Small-scale logging often leads to major clear-cutting in the Amazon rainforest

Greg Asner

Greg Asner

Selective logging of individual trees in the Brazilian Amazon is often followed by large-scale clear-cutting of the rainforest, according to a new study led by scientists from Stanford and the Carnegie Institution's Department of Global Ecology. The study, published in the July 31 online edition of the Proceedings of the National Academy of Sciences (PNAS), is the first to quantify the relationship between small-scale logging and complete deforestation, or clear-cutting, according to the authors.

"The link between selective logging and clear-cutting is a one-two punch," said Carnegie scientist Greg Asner, lead author of the study and assistant professor, by courtesy, of geological and environmental sciences at Stanford. "Once a forest is selectively logged, it is likely on the path to destruction."

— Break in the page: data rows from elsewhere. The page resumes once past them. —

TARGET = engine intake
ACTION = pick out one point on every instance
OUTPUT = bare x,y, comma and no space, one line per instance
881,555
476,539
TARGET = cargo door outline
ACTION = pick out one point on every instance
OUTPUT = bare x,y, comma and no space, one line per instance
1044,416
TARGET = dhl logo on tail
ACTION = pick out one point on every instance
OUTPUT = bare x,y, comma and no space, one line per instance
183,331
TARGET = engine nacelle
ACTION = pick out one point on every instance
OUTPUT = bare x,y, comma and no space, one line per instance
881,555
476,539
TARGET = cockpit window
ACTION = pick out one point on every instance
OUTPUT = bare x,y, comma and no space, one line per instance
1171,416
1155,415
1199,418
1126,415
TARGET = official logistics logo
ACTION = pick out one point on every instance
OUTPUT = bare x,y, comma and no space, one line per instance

The Amazon Basin contains the largest contiguous rainforest on Earth—a vast region nearly as big the continental United States that includes Brazil and seven other South American countries. In a typical year, approximately 5,800 square miles of Amazon forest—an area roughly the size of Connecticut—are burned or clear-cut to make way for cattle ranching, farming and other development, according to satellite estimates. Unregulated selective logging of mahogany and other hardwoods also is widespread in the region.

In the PNAS study, Asner and his colleagues discovered that 16 percent of selectively logged forests in Brazil were clear-cut within one year, and 32 percent were cleared within four years. Virtually all of the damage occurred within 15 miles of major roadways, they found.

Satellite surveys

For the study, the scientists used advanced satellite remote-sensing techniques developed in the Asner lab to calculate how much forest had been selectively logged, and then integrated those data with official Brazilian deforestation maps. The remote-sensing techniques measure canopy foliage at a spatial resolution of 98 feet by 98 feet. Foliage cover is important because it regulates such processes as the rate of photosynthesis, water balance, plant and animal population dynamics, and most critically, the probability of drought and fire. Through advanced computational methods, the scientists can determine the level of canopy damage and how long it takes to grow back.

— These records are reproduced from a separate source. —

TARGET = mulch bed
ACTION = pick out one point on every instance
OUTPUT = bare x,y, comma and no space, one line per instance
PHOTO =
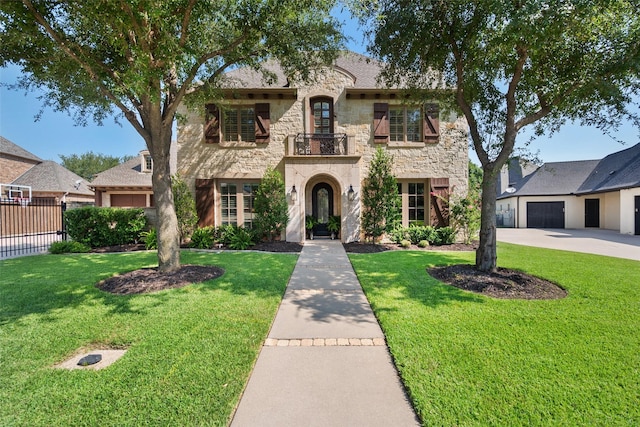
504,283
151,280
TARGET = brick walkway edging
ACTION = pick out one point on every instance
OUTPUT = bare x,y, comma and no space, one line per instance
325,342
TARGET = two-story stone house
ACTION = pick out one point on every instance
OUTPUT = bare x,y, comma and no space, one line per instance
321,136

The research team identified areas that had been selectively logged, then tracked those gaps in the harvested forests, which covered 17,760 square miles across four Brazilian states. "We surveyed an area that is about three times the size of Texas from 1999 to 2004," Asner noted.

According to the five-year surveys, the likelihood that a selectively logged area would be clear-cut was highly dependent on its proximity to significant roadways. Most selective logging was concentrated within 3 miles of major roads, and logged areas located 3 to 15.5 miles from roads were two to four times more likely to be cleared than intact forests—an indication that selective logging blazes the trail for deforestation, according to the authors.

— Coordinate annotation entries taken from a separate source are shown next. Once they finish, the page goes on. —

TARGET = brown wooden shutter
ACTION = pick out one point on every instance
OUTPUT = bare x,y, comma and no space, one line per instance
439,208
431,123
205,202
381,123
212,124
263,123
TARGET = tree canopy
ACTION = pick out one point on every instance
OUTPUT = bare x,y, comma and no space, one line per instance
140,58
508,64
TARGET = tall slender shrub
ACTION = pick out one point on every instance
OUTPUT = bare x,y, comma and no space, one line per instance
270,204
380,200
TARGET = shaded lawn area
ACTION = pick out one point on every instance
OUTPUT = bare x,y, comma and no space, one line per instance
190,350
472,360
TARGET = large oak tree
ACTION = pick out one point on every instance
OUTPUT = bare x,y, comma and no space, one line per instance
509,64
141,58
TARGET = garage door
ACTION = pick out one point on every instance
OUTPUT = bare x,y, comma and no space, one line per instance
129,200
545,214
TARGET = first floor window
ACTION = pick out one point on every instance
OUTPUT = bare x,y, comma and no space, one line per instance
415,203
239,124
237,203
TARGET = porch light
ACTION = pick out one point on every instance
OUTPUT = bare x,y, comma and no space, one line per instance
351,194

Asner and his colleagues were surprised to discover such a tight relationship between these two land-use activities, because they involve different financial interests—selective logging is done for timber, while clear-cutting is a technique primarily used by farmers and ranchers.

Overall, the researchers concluded that selective-logging operations in Brazil were highly damaging, although federally regulated preserves were much less disturbed than unprotected forests. These results come on the heels of recent Brazilian legislation designed to regulate logging to improve sustainability and the announcement by Brazilian officials to develop a remote-sensing system to monitor logging from space.

"The new Brazilian timber-concession laws for federally protected lands could bring more control over both the high levels of forest damage caused by current logging operations and the loss of selectively logged forest to full deforestation," Asner said.

Other co-authors of the PNAS study are Eben N. Broadbent, Paulo J. C. Oliveira and David E. Knapp of the Carnegie Department of Global Ecology at Stanford; Michael Keller of the U.S. Forest Service and the University of New Hampshire; and José N. M. Silva of the Brazilian Ministry of Agriculture. This research was funded by NASA, and high-resolution digital deforestation maps were provided the Brazilian National Institute for Space Research (INPE).